Docker images
GATK-SV utilizes a set of Docker images for execution within containerized environments.
Publishing and availability
Dockers are automatically built and pushed to the us.gcr.io/broad-dsde-methods/gatk-sv
repository under two different conditions:
- Release: upon releasing a new version of GATK-SV. These Dockers are made permanently available.
- Commit: upon merging a new commit to the development branch. These Dockers are ephemeral and may be periodically deleted. Any users needing to preserve access to these Docker images should copy them to their own repository. Also note that these images are built on an "as-needed" basis, meaning an image is only updated if it has been changed in any way by the commit.
The full set of current images are automatically published and pushed to a public Google Artifact Registry and listed in the dockers.json file.
Microsoft Azure mirrors of all images can be found in dockers_azure.json, but these are not currently available for public use.
Regions (IMPORTANT)
Users using Google Compute VMs outside of the us-central1
region, i.e. in other NA regions or continents, must copy all
docker images to a repository hosted in their region. If using a Terra workspace, the region is listed under Cloud Information
:Location
in the workspace dashboard. Please see
this article
for more information.
Failure to localize Docker images to your region will incur significant egress costs.
Versioning
All Docker images are tagged with a date and version number that must be run with the corresponding version of the
WDLs. The Docker images built with a particular version can be determined from the dockers.json
file by checking out
the commit or release of interest and examining dockers.json
, e.g.
v0.29-beta.
Note that a given commit may contain a mixture of Docker image version tags if only a subset of images has actually been updated, reflecting the "as-needed" rebuild policy described above.
All Terra workspace releases have the WDLs and Docker images synchronized.
Cloning a Terra workspace copies a snapshot of the current workspace. Any future updates to the original workspace will not be propagated to the clone.

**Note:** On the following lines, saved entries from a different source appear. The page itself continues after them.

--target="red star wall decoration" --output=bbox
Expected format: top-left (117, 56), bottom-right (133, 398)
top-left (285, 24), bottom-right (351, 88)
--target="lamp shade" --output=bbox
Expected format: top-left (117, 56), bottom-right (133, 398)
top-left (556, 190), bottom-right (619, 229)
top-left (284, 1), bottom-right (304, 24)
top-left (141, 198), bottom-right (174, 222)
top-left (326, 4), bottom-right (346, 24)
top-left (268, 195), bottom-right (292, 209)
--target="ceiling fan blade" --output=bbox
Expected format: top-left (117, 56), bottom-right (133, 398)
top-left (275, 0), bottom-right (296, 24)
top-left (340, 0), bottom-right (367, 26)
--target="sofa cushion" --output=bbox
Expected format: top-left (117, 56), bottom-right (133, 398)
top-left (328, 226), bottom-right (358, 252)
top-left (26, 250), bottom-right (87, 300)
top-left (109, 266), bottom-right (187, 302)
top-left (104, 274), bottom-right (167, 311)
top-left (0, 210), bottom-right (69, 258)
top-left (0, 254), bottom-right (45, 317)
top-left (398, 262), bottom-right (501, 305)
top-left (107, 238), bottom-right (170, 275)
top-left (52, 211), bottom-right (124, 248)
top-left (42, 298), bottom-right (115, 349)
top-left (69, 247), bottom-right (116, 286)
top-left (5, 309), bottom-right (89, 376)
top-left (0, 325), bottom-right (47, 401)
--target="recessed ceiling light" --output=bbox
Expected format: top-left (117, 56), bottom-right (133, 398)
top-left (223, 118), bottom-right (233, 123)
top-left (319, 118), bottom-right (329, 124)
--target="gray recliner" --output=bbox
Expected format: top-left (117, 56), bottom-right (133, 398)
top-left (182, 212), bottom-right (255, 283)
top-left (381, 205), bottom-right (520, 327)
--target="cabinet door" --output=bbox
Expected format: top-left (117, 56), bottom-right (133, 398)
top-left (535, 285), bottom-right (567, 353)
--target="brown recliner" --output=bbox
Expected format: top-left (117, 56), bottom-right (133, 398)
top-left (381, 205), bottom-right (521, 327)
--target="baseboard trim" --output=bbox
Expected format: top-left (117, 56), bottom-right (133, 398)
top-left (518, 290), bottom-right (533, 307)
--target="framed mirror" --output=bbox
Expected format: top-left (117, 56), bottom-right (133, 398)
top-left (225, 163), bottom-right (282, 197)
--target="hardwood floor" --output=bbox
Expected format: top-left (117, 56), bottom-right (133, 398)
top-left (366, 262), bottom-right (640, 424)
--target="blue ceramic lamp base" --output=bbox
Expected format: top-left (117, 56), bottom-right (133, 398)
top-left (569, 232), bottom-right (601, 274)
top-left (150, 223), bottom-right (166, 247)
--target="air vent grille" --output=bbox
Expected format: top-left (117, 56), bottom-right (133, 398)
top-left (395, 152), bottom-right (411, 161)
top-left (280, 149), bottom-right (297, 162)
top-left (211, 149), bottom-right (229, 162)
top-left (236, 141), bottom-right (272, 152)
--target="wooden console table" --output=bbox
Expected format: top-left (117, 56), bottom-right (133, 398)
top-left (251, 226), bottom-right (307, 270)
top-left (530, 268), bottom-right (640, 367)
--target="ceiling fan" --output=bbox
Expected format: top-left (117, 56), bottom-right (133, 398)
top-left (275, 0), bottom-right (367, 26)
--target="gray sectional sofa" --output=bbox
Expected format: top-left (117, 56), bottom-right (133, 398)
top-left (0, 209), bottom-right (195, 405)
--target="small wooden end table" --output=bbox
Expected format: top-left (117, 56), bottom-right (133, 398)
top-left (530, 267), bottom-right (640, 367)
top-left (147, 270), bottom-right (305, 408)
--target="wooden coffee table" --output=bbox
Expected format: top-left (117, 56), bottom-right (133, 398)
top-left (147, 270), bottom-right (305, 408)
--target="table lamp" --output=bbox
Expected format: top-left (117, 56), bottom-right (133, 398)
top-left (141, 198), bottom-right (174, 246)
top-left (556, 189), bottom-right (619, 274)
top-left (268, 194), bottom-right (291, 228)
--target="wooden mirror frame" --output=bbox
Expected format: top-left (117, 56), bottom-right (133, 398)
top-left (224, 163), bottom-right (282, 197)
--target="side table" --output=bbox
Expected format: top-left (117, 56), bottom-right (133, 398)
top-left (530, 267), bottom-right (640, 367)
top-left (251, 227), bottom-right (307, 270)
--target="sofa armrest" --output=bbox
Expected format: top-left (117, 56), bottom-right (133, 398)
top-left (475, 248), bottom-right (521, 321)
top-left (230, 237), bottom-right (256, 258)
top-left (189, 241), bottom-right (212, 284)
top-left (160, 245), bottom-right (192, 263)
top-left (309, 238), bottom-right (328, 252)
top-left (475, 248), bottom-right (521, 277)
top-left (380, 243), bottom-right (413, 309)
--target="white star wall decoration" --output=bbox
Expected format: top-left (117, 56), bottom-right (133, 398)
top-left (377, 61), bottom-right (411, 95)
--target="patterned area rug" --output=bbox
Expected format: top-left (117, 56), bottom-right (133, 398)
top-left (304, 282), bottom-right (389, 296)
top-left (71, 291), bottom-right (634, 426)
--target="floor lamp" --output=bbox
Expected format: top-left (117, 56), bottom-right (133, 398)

We strongly recommend using a single version of GATK-SV for all projects. Switching versions may lead to batch effects and/or compromise call set fidelity.
Workflow inputs
All GATK-SV WDLs utilize a subset of the Docker images, which are specified as inputs. For example,
the sv_pipeline
docker is supplied to the input sv_pipeline_docker
in many WDLs.
Builds
An in-depth guide to the GATK-SV Docker system and building Docker images is available in the Advanced section.